The Good, The Bad and The Ugly (1966)
The Mexican Stand-off - While the entire film is epic, Leone's big payoff scene is an exercise in minimalism; the Mexican standoff spans six minutes but nearly five minutes of it is devoted building the suspense and anxiety before the guns are finally drawn. Leone uses his trademark wide angle shots and facial close-ups, both of which are commonly used today, to frame the mounting tension.

Hard Boiled (1992)
The Hospital - To call the hospital shootout an absolute bloodbath would be a gross understatement; there are 146 on-screen deaths during the hospital finale. This was John Woo's last Hong Kong film before he came to Hollywood, and the director pulls out all the stops for this grand finale by using all his time-honored techniques - exquisite slow motion shots; frantic real-time action; and best of all, impeccably choreographed action with acrobatic gunplay. The final 30 minutes of the film are absolutely relentless and filled with the type of edge-of-your-seat thrills that are harder to come by these days. This movie cemented John Woo's legacy as perhaps the best action director every to hold a camera.

Tombstone (1993)
The Gunfight at the O.K. Corral - Wyatt Earp, Doc Holliday and the legendary gunfight at the O.K. Corral have received a number of big-screen treatments over the years, but none is better than in "Tombstone." You know the story by now: Earp and his brothers Virgil and Morgan, along with Holliday, head to the O.K. Corral to disarm members of the Clanton Gang. By most accounts, what follows is a fairly faithful representation of the real thing. The scene is played quickly and lasts less than a minute (the real gunfight is estimated to have taken approximately 30 seconds). The gunfight, which takes place on a small, empty lot only about 18 feet wide, feels intimate and even claustrophobic at times.

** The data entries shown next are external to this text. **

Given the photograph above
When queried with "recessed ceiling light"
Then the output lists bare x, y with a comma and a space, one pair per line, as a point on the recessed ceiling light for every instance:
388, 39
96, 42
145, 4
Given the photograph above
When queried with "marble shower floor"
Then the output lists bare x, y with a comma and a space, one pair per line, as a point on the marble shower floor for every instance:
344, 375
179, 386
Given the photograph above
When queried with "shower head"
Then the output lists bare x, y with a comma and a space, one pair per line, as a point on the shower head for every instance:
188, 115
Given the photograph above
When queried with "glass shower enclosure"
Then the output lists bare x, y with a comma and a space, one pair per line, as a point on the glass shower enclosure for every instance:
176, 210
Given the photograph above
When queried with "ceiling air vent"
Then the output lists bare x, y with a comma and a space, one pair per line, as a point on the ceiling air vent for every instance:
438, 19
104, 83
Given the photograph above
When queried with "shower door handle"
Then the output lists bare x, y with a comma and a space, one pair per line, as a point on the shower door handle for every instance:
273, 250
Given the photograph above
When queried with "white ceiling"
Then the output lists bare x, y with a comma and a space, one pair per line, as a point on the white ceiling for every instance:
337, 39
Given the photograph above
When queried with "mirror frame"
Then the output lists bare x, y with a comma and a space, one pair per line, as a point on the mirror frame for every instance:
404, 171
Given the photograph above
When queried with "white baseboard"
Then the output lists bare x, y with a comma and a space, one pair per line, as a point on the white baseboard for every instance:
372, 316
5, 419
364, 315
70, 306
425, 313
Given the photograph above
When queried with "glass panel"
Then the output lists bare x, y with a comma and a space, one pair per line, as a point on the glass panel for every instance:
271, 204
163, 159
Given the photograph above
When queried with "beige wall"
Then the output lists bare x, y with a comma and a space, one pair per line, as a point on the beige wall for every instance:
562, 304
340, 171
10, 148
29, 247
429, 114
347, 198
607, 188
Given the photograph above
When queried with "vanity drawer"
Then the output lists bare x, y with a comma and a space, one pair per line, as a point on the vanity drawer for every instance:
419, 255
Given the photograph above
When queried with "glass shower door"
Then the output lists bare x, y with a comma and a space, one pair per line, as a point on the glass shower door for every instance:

Most of the shots are fired at a range of 10 feet or less, and you feel every bullet.

The Wild Bunch (1969)
Blaze of Glory - Peckinpah's climactic fight when the Bunch go to rescue Angel from Mapache employed rapid cutting techniques, slow-motion shots of men being shot, blood spray from bullet wounds and pioneered the "long walk," which is now commonly referred to as "the Wild Bunch shot." "The Wild Bunch," and specifically this scene, redefined violence in Western cinema and went on to inspire everyone from John Woo to Michael Bay. When watching the shootout now, the violence doesn't shock anyone like it did back then and the filmmaking feels almost clichéd, but it's the context that is important. At the time, no one had ever seen anything shot like this, and even compared to modern films, the action is exciting and beautiful.